As crianças necessitam recriar cultura e produzir cultura infantil, brincando criando, e não ter reduzidas suas ações à partir de princípios educacionais que privilegiam a ordem,a planificação, a quantificação e a linguagem verbal escrita.
Consideramos que o tempo e o espaço concorrem para a produção da vida social. Existe uma socialidade espacial, pois o espaço molda coercitivamente os hábitos e costumes do dia a dia que, por sua vez, permitem a estruturação comunitária, a pregnância de uma memória espacial. A organização do espaço físico e tempo é um dos elementos fundamentais na constituição dos espaços para a infância. Espaços esses construídos pelas crianças em planos de ação concretos.
Acreditamos que nestas legislações equivocadas prevalece a estrutura do burocrata/especialista que pensa nos fins lógicos de suas decisões e sua responsabilidade com essa estrutura elimina de suas ações todo o envolvimento com o direito das crianças pequenas, com o compromisso social com a população que representa e com a democracia que defendeu.
As transformações propostas pela legislação em tela não respeitam os desejos, as necessidades e a lógicas infantis, mas a lógica das políticas de maximização dos espaços para atender a demanda e da necessidade de preparar a criança para o mundo do adulto, explicitando a concepção de que os espaços educativos para a infância não devem ser organizados para a criança, mas para um mundo “... , racionalizado, categorizado” em uma ordem oposta à vida e aos sentimentos.

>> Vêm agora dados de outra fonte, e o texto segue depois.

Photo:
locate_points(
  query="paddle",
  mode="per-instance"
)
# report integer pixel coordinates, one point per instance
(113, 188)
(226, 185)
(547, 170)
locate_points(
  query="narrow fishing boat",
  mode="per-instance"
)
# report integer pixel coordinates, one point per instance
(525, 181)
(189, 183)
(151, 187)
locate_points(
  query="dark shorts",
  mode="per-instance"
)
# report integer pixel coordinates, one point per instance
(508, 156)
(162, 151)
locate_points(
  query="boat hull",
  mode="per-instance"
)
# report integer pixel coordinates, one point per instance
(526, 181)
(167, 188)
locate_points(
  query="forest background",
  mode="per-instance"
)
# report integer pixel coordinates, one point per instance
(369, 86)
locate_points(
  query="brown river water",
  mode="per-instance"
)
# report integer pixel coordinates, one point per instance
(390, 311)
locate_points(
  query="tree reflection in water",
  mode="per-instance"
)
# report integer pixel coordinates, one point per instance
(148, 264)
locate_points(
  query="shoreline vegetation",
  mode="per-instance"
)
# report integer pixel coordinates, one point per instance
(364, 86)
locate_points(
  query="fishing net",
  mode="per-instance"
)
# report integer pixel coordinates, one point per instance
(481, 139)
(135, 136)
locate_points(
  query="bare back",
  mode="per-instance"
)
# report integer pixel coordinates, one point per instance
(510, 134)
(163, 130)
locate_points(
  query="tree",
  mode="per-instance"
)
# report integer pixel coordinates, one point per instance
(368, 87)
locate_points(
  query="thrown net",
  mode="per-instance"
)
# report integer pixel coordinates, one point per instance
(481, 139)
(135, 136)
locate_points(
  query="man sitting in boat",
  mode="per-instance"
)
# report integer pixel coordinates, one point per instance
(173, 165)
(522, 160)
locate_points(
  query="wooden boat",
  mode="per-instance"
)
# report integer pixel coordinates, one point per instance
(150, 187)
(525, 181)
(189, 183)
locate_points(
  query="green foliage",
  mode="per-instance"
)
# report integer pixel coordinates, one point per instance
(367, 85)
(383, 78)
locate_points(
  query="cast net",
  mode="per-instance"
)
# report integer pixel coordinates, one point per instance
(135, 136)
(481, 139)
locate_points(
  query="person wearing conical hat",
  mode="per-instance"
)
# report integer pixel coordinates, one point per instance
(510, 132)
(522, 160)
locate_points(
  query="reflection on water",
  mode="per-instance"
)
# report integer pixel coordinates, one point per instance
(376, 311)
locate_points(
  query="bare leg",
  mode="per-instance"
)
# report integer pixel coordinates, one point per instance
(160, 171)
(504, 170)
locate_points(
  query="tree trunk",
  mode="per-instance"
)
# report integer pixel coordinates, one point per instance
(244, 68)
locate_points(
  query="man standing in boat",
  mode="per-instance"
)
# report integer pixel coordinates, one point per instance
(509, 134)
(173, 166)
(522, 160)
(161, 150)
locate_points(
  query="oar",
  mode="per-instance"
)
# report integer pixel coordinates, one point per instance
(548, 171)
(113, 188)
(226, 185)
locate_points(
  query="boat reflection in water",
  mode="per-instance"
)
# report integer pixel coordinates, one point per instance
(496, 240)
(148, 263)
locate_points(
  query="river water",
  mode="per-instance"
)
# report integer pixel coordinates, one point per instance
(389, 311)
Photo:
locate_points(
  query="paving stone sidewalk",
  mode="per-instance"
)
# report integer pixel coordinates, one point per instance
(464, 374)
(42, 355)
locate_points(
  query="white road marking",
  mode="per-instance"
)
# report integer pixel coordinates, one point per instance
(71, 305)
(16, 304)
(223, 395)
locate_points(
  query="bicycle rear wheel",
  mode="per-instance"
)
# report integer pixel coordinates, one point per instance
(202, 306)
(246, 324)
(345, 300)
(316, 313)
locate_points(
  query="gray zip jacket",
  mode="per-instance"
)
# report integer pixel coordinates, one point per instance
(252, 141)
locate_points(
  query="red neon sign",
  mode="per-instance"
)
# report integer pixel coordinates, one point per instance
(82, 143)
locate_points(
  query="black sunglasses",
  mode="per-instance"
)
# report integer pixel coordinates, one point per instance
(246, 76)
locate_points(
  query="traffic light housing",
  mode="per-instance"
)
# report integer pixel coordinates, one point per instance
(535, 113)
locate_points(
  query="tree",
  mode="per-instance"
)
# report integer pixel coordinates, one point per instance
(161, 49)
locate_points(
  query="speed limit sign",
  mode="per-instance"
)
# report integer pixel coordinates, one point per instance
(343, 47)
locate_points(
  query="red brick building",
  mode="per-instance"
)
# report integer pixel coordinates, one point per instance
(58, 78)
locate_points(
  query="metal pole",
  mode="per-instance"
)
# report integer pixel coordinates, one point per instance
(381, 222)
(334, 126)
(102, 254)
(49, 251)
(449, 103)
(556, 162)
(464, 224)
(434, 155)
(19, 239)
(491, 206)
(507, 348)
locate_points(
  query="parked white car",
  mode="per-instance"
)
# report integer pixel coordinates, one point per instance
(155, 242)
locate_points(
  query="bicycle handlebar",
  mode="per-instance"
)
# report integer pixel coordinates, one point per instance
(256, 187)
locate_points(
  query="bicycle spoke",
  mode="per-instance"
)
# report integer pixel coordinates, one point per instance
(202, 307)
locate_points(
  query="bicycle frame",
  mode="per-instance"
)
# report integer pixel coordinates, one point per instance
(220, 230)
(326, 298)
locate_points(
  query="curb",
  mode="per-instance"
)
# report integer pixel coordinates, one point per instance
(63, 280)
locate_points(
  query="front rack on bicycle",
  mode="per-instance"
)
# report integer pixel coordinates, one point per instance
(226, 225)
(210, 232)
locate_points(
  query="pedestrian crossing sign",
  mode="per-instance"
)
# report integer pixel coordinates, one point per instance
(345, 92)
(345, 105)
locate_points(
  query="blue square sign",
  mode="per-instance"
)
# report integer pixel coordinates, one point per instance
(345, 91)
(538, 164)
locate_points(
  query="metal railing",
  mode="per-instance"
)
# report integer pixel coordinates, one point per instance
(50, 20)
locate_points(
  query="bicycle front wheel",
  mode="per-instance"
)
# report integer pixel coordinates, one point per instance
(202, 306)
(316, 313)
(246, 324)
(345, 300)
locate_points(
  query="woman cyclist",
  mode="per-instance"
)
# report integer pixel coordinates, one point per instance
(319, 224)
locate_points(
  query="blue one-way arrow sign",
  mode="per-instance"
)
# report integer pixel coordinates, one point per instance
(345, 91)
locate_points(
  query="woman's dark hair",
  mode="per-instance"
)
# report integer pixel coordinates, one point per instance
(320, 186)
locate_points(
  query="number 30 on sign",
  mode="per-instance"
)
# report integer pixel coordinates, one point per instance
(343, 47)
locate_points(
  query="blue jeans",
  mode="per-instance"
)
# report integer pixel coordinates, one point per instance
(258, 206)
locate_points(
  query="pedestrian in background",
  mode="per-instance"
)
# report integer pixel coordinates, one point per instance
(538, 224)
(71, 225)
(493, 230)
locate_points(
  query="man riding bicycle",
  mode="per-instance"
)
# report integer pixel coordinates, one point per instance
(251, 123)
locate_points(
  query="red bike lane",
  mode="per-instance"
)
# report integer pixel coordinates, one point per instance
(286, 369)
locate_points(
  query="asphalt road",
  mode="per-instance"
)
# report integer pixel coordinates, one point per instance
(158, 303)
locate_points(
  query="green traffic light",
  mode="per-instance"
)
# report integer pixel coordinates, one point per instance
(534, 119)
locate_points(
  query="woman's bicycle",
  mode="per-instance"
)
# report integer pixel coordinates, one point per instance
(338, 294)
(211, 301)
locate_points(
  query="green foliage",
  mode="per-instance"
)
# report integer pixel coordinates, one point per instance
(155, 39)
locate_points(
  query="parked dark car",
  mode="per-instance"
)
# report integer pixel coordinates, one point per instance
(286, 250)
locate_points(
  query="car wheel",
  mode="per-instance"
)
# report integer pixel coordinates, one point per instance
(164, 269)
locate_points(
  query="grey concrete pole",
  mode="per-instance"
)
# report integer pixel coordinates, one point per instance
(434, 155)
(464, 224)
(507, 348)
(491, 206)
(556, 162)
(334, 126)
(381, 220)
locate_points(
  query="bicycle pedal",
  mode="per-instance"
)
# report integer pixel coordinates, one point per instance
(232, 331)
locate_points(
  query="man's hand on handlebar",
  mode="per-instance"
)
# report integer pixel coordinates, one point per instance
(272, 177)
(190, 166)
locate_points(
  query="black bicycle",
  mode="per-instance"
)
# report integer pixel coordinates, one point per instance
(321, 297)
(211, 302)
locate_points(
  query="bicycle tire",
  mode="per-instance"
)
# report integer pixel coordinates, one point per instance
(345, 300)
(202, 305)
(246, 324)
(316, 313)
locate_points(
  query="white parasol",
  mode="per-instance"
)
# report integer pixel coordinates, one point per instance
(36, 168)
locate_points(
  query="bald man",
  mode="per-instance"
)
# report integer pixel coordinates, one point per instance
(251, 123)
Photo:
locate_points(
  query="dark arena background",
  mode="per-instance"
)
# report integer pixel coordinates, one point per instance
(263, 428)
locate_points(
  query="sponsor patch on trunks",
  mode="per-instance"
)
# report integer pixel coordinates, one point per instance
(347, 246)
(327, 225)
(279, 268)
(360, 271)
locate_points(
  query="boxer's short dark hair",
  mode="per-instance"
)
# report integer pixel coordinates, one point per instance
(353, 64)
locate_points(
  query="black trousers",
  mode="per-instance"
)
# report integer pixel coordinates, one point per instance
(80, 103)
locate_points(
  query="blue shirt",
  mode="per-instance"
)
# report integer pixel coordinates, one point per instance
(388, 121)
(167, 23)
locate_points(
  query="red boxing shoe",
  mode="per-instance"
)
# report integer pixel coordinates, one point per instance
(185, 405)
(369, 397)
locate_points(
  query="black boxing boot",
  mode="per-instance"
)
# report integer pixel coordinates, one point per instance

Ainda pensam os legisladores que a infância é um período da vida inconstante, intempestivo e irracional, devendo ser superado pela razão, através da disciplina e eliminação de atitudes inadequadas para os critérios estabelecidos pelos adultos.
Acreditamos que os espaços de Educação Infantil que respeitam os direitos da criança pequena, desafiando o caráter homogeneizador e disciplinador das instituições deveriam ser também um centro irradiador das culturas da comunidade, não para consumi-las, mas para recriá-la, sendo considerada um espaço de organização deste grupo de pertencimento, constituindo-se em um centro de debates de idéias, soluções e reflexões, em espaços repletos de elementos da natureza em que as crianças brincam, convivem e se manifestam nas diferentes linguagens, como protagonistas da ação educativa, tecendo sua história e percebendo-se na sociedade.
Portanto, existe uma contradição entre o que defendemos para a criança pequena e o Projeto de Lei em questão, pois as concepções de infância dominantes na sociedade são explicitadas pelo legislador que, em momentos de decisões políticas para programas educativos, deveria fundamentar-se em proposições geradas autonomamente no campo específico da educação, neste caso, da educação infantil, pois são os sujeitos de direitos – educadores que constroem suas identidades no cotidiano das espaços para a infância.